To satisfy eco-conscious consumers, many cleaning products, just as “clean” beauty products before them, now present themselves as environmentally friendly.  This has no officially regulated meaning, but it implies all-natural, sustainable, and all-around virtuous. In some cases, the product lives up to the marketing, and some it does not. 

This week I took a look at a few “clean” cleaning products to see how they measured up.

How They Are Clean

How They Look Clean

Seventh Generation: Their branding screams eco-friendly (the logo is a leaf) which makes sense because out of the three, it’s the only non-DTC product. It’s sitting on a shelf in a row of cleaning products, and it’s designed to catch your eye and differentiate with its natural-leaning branding. The packaging features colors found in nature, and the water droplets, in conjunction with the clear bottle, imply that what’s inside is also found in nature. 

Blueland: With its bright cheerful colors, subtle, rounded sans-serif font, and minimal design, this branding is the cleanest (pun intended) of the three. The clear packaging (literal transparency) alludes to brand transparency and clean ingredients. It sets itself apart through modern branding elements (aligned with other DTC brands), effectively positioning itself as an all-purpose cleaner for a new, more conscientious generation. 

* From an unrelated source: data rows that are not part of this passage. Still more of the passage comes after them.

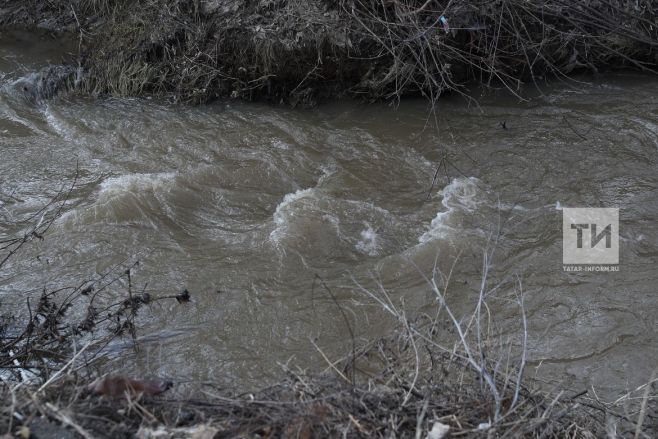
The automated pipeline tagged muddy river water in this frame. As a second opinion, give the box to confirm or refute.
[0,35,658,395]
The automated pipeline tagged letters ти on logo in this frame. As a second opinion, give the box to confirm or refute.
[562,208,619,269]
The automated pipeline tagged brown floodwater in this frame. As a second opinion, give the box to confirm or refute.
[0,33,658,395]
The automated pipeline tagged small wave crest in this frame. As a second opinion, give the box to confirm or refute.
[356,223,380,256]
[270,188,315,243]
[418,177,487,244]
[61,172,176,224]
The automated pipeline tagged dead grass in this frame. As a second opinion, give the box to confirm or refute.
[6,0,658,105]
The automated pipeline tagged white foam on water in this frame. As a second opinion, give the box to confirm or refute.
[99,172,176,199]
[418,177,486,244]
[43,105,75,140]
[356,223,379,256]
[270,188,315,243]
[60,172,176,222]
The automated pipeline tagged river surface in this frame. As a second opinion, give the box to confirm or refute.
[0,33,658,395]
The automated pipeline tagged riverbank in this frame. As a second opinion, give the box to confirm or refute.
[0,0,658,106]
[0,287,644,439]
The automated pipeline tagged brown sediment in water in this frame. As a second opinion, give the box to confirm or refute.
[0,0,658,105]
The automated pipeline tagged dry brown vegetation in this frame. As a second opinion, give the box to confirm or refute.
[0,0,658,105]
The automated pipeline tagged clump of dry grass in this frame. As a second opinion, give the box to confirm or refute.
[5,0,658,105]
[0,237,658,438]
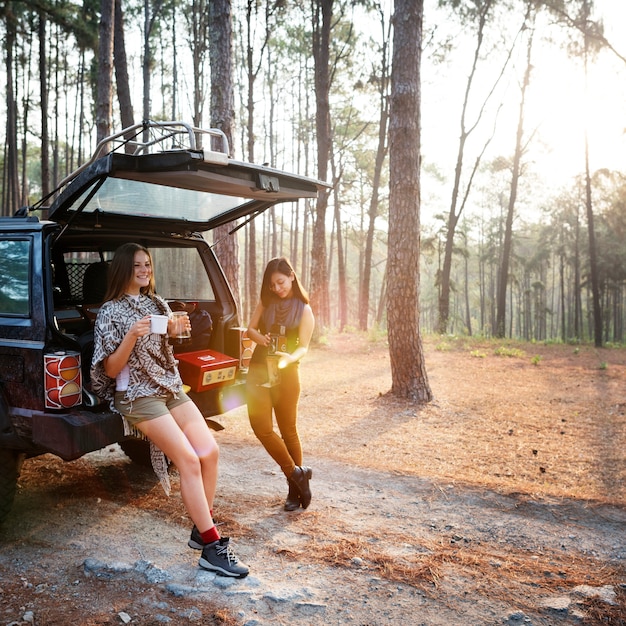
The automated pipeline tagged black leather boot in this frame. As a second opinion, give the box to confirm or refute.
[289,465,313,509]
[285,480,300,511]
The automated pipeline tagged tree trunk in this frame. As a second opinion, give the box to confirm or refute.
[113,0,135,139]
[496,8,534,338]
[311,0,333,335]
[2,3,19,215]
[96,0,115,141]
[39,11,50,198]
[438,0,493,334]
[387,0,432,402]
[359,12,389,330]
[209,0,241,310]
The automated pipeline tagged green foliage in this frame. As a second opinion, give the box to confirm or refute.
[493,346,525,359]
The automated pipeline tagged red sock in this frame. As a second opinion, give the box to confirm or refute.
[200,526,220,543]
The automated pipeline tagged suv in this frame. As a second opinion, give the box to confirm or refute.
[0,122,325,523]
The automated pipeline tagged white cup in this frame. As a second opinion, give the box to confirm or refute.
[150,315,169,335]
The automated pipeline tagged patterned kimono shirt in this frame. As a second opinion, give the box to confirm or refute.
[91,294,182,402]
[91,294,183,495]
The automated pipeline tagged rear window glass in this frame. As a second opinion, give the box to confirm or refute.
[150,248,215,300]
[64,246,215,302]
[0,239,31,316]
[69,174,247,222]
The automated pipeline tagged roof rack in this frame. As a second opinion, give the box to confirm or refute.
[58,120,229,188]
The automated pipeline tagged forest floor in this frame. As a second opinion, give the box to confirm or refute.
[0,333,626,626]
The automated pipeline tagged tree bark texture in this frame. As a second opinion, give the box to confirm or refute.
[113,0,135,142]
[311,0,333,334]
[387,0,432,403]
[209,0,241,310]
[96,0,115,141]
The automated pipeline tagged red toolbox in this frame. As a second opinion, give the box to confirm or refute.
[176,350,239,391]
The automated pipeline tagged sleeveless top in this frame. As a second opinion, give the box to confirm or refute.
[250,298,305,364]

Veles: Ironically, this one—which is the most eco-friendly and the only all-natural option—signals least like a clean product. The elevated serif font, muted salmon tone, and matte finish are more aligned with a high-end beauty product than an all-purpose cleaner. It’s presented as a luxury brand. This does two things: 1. Elevates a product that’s made from food waste (its ingredients are sourced from breaking down food waste so it doesn’t require new clean water, making it very eco-friendly.), and 2. Differentiates it from other DTC cleaning products. (Note: My husband’s firm is an investor in Veles, which is how I initially heard about it.)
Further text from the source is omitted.